The most frequently documented recovery path in these cases is Exchange Support (4 of 7 cases). 57% of determinate cases resulted in some form of access recovery.
Bitfinex was one of the largest Bitcoin exchanges by trading volume in 2016. On August 2, 2016, an attacker exploited vulnerabilities in Bitfinex's multi-signature wallet architecture — implemented in partnership with BitGo — to steal approximately 119,756 BTC, valued at approximately $72 million at the time. Rather than file for bankruptcy, Bitfinex implemented a socialised loss mechanism: all customer accounts were reduced by approximately 36%, regardless of whether the customer's specific funds had been stolen. Affected customers received BFX tokens representing claims against the platform, which were subsequently redeemed over the following eight months. In 2022, the US Department of Justice recovered approximately 94,000 of the stolen BTC.

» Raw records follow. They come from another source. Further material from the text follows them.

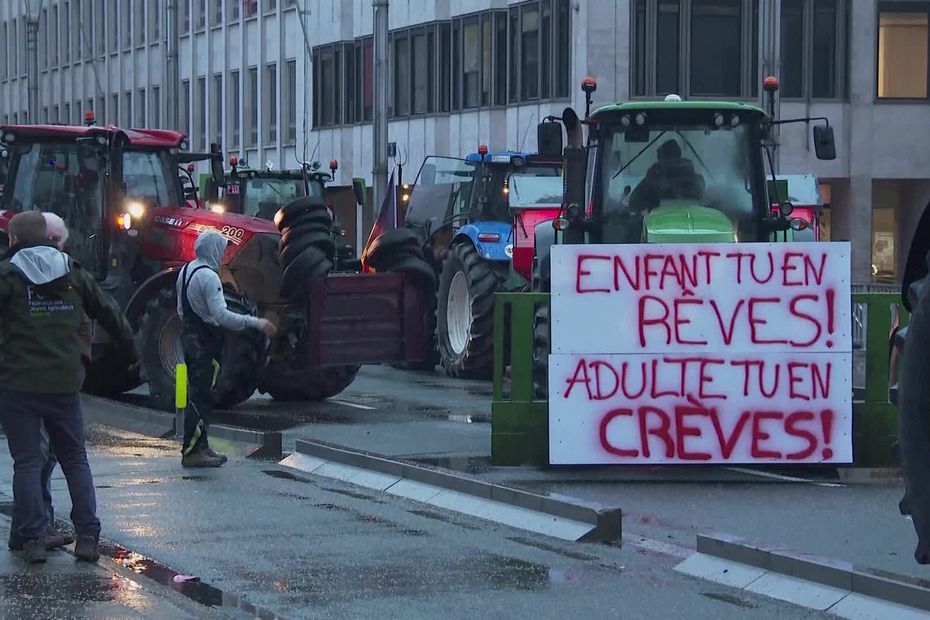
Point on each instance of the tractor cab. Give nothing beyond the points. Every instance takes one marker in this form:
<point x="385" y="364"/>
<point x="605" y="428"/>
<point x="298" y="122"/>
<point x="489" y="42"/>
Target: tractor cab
<point x="263" y="192"/>
<point x="105" y="183"/>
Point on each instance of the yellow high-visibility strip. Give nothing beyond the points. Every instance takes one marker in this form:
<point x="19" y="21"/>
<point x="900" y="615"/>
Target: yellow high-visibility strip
<point x="180" y="386"/>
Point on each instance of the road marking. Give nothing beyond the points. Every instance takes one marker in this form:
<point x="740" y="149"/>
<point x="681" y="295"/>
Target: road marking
<point x="783" y="478"/>
<point x="351" y="404"/>
<point x="670" y="549"/>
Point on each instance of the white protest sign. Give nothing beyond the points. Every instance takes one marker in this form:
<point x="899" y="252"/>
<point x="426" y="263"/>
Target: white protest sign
<point x="701" y="353"/>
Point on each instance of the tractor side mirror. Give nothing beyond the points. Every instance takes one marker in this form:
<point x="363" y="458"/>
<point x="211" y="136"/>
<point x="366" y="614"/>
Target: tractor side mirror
<point x="358" y="186"/>
<point x="824" y="143"/>
<point x="549" y="139"/>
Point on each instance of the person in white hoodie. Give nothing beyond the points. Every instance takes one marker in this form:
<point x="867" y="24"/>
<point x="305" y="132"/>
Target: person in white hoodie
<point x="204" y="316"/>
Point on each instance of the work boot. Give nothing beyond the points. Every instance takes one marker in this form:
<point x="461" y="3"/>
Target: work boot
<point x="201" y="458"/>
<point x="216" y="454"/>
<point x="34" y="551"/>
<point x="86" y="549"/>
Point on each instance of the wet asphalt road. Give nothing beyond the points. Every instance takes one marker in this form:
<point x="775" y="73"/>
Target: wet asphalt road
<point x="306" y="547"/>
<point x="429" y="418"/>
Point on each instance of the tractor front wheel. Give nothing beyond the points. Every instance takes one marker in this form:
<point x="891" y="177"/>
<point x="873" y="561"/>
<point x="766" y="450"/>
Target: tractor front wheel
<point x="289" y="383"/>
<point x="465" y="316"/>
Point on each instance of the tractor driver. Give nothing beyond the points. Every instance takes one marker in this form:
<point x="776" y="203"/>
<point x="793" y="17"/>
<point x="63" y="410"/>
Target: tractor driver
<point x="670" y="177"/>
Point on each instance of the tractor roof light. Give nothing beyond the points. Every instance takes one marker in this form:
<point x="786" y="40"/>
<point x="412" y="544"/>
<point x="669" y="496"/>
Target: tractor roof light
<point x="136" y="209"/>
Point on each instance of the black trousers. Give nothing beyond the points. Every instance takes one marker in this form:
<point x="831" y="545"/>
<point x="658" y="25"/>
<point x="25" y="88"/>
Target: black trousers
<point x="202" y="352"/>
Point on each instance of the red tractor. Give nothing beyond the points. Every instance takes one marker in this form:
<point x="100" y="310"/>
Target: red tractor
<point x="119" y="192"/>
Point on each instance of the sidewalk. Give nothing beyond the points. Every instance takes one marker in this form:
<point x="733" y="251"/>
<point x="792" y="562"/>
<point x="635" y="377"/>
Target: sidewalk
<point x="65" y="588"/>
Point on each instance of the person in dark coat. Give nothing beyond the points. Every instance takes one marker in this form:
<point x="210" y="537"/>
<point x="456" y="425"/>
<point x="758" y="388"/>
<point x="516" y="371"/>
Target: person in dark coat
<point x="43" y="296"/>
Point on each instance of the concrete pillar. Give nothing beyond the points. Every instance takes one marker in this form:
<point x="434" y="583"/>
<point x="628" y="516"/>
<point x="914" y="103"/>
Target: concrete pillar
<point x="863" y="32"/>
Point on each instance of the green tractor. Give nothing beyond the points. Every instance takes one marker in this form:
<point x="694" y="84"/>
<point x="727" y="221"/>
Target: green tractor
<point x="669" y="171"/>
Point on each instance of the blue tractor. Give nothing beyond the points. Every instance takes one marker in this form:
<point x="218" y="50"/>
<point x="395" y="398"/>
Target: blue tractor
<point x="463" y="211"/>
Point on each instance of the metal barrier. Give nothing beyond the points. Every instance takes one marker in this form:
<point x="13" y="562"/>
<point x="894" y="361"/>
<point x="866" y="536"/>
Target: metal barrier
<point x="520" y="422"/>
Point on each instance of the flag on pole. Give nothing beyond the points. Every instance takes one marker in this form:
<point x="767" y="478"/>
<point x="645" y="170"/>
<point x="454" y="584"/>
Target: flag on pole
<point x="387" y="216"/>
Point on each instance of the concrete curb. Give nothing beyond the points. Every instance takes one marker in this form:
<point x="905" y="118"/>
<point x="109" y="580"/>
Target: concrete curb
<point x="251" y="444"/>
<point x="605" y="522"/>
<point x="874" y="583"/>
<point x="127" y="417"/>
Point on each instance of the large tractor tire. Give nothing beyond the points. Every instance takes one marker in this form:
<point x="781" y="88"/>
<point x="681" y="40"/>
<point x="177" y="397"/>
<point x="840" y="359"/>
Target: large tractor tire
<point x="243" y="353"/>
<point x="160" y="350"/>
<point x="465" y="314"/>
<point x="108" y="377"/>
<point x="287" y="383"/>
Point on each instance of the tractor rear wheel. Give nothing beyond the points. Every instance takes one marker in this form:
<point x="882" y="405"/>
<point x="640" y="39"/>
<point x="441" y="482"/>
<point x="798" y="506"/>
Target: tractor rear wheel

Bitfinex at the time used a multi-signature wallet architecture developed with BitGo, in which each customer had a segregated multi-signature wallet requiring signatures from both Bitfinex and BitGo to authorise transactions. This architecture was intended to provide customer-level segregation but was implemented with a configuration that allowed the attacker to compromise the signing process at scale.
The hack exploited the multi-signature implementation to steal Bitcoin from customer segregated wallets. The custody architecture failed not through the multi-signature model itself but through its specific configuration and API implementation. The subsequent socialised loss mechanism meant that customers who had not been directly hacked lost approximately 36% of their balance. The custody failure was partially resolved through BFX token redemption and partially through the 2022 government recovery.
Archive cases involving Bitfinex document individual access failures associated with the 2016 hack and subsequent account haircut. The archive focuses on custody survivability failures — the forced reduction in customer balances through the socialised loss mechanism is the primary failure mode in scope.